Le nombre de condamnations d’opposants politiques à une peine de prison s’est vraiment accru depuis la tentative de coup d’État de juillet 2016. De nombreux intellectuels, journalistes, avocats et politiques purgent leur peine dans des prisons insalubres, simplement car ils ont osé s’exprimer. Les statistiques officielles, émises en juin 2019 par le ministère de la Justice, estiment que près d’un cinquième des prisonniers en Turquie, soit 48 924 personnes, a été inculpé ou condamné pour ce que le ministère appelle « terrorisme », une terme qui leur convient très bien pour faire taire les voix qui s’opposent au régime. 
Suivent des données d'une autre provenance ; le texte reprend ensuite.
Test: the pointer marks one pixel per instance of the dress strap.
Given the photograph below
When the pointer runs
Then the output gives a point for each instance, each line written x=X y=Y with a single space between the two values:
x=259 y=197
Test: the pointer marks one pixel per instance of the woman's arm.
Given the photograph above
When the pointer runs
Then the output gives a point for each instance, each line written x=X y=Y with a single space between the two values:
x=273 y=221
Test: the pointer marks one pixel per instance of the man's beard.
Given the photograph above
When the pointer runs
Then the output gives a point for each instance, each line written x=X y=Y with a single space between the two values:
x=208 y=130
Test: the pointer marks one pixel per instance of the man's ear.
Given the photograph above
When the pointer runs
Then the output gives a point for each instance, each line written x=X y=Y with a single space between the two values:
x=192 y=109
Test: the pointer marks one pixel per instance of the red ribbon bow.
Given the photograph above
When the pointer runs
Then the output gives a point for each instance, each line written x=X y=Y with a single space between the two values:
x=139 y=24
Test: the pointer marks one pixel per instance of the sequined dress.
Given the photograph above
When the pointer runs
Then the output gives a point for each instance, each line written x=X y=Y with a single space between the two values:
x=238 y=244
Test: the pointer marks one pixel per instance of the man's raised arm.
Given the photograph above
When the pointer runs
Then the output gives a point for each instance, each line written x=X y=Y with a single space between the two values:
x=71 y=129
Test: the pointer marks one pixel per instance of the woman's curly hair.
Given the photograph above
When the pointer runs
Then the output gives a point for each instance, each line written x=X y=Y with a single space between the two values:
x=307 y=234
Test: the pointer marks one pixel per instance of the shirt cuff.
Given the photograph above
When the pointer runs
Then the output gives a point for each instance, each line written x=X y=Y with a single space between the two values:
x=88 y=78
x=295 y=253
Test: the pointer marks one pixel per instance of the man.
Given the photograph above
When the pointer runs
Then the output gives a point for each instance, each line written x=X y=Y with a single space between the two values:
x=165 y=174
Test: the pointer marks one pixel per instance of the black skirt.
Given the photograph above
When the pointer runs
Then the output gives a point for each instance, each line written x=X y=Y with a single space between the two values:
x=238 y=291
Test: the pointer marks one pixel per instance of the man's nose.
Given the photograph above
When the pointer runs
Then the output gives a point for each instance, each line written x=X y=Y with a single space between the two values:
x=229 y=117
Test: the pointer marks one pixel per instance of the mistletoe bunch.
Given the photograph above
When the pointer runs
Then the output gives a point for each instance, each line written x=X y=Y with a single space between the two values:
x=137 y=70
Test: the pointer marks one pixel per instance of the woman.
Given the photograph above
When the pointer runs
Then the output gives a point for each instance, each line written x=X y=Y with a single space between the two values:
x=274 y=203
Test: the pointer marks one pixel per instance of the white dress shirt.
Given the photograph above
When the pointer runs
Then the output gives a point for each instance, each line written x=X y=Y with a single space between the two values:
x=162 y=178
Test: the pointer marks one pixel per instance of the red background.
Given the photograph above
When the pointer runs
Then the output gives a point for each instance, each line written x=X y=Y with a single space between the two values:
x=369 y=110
Parmi ces nombreux détenus politiques, on trouve des mécènes et des hommes d’affaires comme Osman Kevala, mais encore des leaders kurdes comme Selahattin Demirtas ou des écrivains comme Ahmet Altan. Ce dernier a été condamné à la prison à perpétuité pour ses écrits. Aujourd’hui, il fait sa peine dans la prison de haute sécurité de Silivri, dans la périphérie d’Istanbul. Son frère, Mehmet Altan, que Le Monde a joint par téléphone, est révolté par le fait que « les droits communs (soient) libres (alors qu’un) romancier qui a écrit trois articles déplaisants pour le gouvernement reste en prison, à la merci de l’épidémie ».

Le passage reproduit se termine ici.